Эфрону в момент встречи с Цветаевой было 17,5 лет, Цветаевой 18,5 лет. Отсюда число тридцать шесть в стихах. Число семь число стихотворений, оставленных в цикле, видимо, тоже символично. Это благое число, которое позволило Цветаевой надеяться на встречу с мужем здесь или там. Именно эту дату 7 июня Цветаева проставит в июне 1922 года на «Разлуке», подаренной Эфрону ровно через год после создания цикла. А двадцать лет спустя, в сборник 40 года включит 3, 4, 7, 8 цикла под тем же заглавием. Третье об уходе и встрече с мужем, четвертое о ревности богов, седьмое молитва Зевсу, чтобы муж уцелел, восьмое вновь возвращает к теме смерти и спору с богами. Шестое стихотворение цикла «Седой — не увидишь…» Цветаева не включила в книгу 40 года, предположительно, из-за темы разлуки с сыном, единственным, что у нее осталось после ареста мужа и дочери.
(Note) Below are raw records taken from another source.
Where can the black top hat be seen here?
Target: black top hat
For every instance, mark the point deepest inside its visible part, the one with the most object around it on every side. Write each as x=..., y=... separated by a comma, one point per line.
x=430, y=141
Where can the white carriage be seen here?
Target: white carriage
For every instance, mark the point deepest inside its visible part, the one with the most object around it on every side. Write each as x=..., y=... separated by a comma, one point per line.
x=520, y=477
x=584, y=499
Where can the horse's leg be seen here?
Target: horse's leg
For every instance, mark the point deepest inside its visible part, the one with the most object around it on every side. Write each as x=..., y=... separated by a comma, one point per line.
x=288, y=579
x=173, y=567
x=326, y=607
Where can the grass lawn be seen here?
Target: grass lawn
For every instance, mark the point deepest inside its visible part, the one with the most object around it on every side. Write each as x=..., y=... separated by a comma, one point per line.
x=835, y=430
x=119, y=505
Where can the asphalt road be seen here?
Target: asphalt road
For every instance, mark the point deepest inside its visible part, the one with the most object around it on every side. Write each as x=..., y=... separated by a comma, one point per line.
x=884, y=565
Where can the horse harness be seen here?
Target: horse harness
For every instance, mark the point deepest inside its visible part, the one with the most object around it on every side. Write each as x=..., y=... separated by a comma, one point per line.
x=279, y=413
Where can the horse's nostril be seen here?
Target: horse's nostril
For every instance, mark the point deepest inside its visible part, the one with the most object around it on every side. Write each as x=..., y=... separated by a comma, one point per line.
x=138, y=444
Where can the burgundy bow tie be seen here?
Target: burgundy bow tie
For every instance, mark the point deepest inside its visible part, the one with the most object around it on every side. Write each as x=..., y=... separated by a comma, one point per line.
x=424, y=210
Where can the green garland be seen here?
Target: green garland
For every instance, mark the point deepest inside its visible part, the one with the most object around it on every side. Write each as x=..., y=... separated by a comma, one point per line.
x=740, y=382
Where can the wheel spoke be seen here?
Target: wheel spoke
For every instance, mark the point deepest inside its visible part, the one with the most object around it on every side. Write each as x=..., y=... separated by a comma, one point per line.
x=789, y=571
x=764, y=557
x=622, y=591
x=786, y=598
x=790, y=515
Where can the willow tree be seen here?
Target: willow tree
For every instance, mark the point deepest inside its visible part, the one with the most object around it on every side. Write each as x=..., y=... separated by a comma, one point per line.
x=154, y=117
Символические стихи «Разлуки» зазвучат из страшного 41-го года по-новому, угрожающе-современно. В восьмом стихотворении Цветаева писала о стремлении сражаться за счастье быть рядом с мужем, выражала мысль о полной зависимости человека от воли богов. Бог в этом последнем стихотворении то ли Зевес, то ли Дионис:
Я знаю, я знаю,
Что прелесть земная,
Что эта резная,
Прелестная чаша —
Не более наша,
Чем воздух,
Чем звезды,
Чем гнезда,
Повисшие в зорях.
Я знаю, я знаю,
Кто чаше — хозяин!
Но легкую ногу вперед — башней
В орлиную высь!
И крылом — чашу
От грозных и розовых уст —
бога!
Обратим внимание на строчную букву, которой автор отметил множественность богов, с которыми вступает в поединок человек-поэт. Этот шаг «башней / В орлиную высь» лирически выражен за двадцать лет до того момента, когда ей и в самом деле придется молиться всем богам за жизнь Сергея Яковлевича. Прелестная чаша жизни не была испита до конца. Предстояло еще двадцать лет пути, двадцать лет «непрерывной души», выражавшей себя в творчестве.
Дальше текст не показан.